Los concentrados, que corearon consignas como «¡Sánchez dimisión!», acusan al Ejecutivo de falta de gestión tras la llegada masiva de migrantes, una situación que, según denuncian, dista de estar bajo control, como afirma el Gobierno. La protesta refleja el hartazgo de una población que reclama medidas concretas para frenar el flujo migratorio y garantizar el control de las fronteras.

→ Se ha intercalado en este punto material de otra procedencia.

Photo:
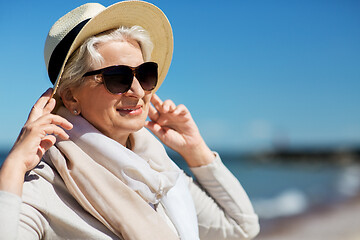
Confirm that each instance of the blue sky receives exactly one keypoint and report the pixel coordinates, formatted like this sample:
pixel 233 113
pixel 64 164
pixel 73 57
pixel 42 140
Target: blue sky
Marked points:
pixel 254 73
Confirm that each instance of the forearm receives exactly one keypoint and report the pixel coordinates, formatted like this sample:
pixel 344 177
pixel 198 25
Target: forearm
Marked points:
pixel 198 154
pixel 228 213
pixel 12 175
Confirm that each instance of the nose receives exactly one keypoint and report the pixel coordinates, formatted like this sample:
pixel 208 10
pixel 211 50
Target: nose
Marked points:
pixel 136 90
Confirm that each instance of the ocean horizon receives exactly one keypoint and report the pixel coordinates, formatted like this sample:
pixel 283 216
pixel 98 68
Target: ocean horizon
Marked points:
pixel 283 188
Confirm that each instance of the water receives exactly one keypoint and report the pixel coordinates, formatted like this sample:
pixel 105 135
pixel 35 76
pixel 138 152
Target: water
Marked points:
pixel 287 188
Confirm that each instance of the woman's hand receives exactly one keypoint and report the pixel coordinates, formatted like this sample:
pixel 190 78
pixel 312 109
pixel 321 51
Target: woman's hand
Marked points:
pixel 36 137
pixel 175 127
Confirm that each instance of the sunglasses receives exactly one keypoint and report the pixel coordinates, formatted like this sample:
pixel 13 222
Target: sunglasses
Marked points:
pixel 118 79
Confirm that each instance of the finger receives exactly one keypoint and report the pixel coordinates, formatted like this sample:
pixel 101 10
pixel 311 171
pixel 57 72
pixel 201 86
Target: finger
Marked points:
pixel 153 114
pixel 168 106
pixel 156 101
pixel 50 105
pixel 55 130
pixel 54 119
pixel 46 143
pixel 39 105
pixel 156 129
pixel 181 110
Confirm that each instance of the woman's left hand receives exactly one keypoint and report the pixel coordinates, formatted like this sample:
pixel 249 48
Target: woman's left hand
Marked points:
pixel 175 127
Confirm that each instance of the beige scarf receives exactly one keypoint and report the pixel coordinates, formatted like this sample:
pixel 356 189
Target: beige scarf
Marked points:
pixel 116 185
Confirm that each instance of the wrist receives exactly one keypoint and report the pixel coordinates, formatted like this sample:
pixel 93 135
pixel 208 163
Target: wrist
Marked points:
pixel 198 155
pixel 12 175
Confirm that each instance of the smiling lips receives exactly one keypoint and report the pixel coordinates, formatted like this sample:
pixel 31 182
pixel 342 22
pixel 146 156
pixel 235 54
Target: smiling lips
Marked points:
pixel 132 111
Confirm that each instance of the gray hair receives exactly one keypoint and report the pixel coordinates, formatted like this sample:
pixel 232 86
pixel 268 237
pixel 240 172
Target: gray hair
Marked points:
pixel 87 57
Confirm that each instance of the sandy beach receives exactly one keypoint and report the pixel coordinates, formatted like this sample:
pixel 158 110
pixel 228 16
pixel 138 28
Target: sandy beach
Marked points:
pixel 337 222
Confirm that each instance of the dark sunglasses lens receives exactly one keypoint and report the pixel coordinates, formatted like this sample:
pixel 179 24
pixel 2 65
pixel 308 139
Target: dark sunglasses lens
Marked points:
pixel 118 79
pixel 147 75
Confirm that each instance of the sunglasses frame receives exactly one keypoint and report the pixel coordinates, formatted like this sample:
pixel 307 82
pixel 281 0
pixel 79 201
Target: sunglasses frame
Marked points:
pixel 134 74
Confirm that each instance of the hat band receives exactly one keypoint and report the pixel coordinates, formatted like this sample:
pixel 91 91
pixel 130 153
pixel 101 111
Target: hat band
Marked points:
pixel 59 54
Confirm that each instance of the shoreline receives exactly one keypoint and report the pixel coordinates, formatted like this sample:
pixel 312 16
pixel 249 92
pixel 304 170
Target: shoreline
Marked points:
pixel 338 221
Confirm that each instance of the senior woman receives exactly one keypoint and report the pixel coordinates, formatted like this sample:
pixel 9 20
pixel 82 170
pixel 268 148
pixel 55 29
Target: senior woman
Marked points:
pixel 92 171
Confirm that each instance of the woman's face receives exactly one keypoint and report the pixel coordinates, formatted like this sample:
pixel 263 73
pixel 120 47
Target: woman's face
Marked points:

La crisis se enmarca en un contexto de tensión recurrente en Ceuta, donde la presión migratoria se ha intensificado en los últimos años. La ciudad autónoma, con una población de unos 83.000 habitantes, carece de competencias en materia de extranjería, que dependen del Gobierno central. Esto ha generado roces constantes entre las autoridades locales y el Ejecutivo, que es quien decide sobre el despliegue de recursos policiales y la gestión de los centros de acogida.
La manifestación coincide con la presencia de miles de inmigrantes en las calles, una imagen que contrasta con las declaraciones del Gobierno, que ha insistido en que la situación está bajo control. Los ceutíes, sin embargo, denuncian que la falta de infraestructuras y la saturación de los centros de acogida han agravado el problema, dejando a los migrantes en condiciones precarias.
El alcalde de Ceuta, Juan Jesús Vivas (PP), ha respaldado las protestas y ha criticado la «pasividad» del Gobierno central. Vivas, que gobierna en coalición con Vox, ha exigido un plan de choque para devolver a los migrantes a sus países de origen y reforzar la seguridad en la frontera. La oposición, liderada por el PSOE en el Congreso, ha pedido «responsabilidad» y ha acusado al PP de «politizar» la crisis.
La situación en Ceuta se produce en un momento clave para el Gobierno, que enfrenta críticas por su gestión migratoria en un año marcado por la proximidad de las elecciones europeas. La crisis podría reavivar el debate sobre la política de fronteras y la colaboración con Marruecos, un aliado clave en la contención de los flujos migratorios.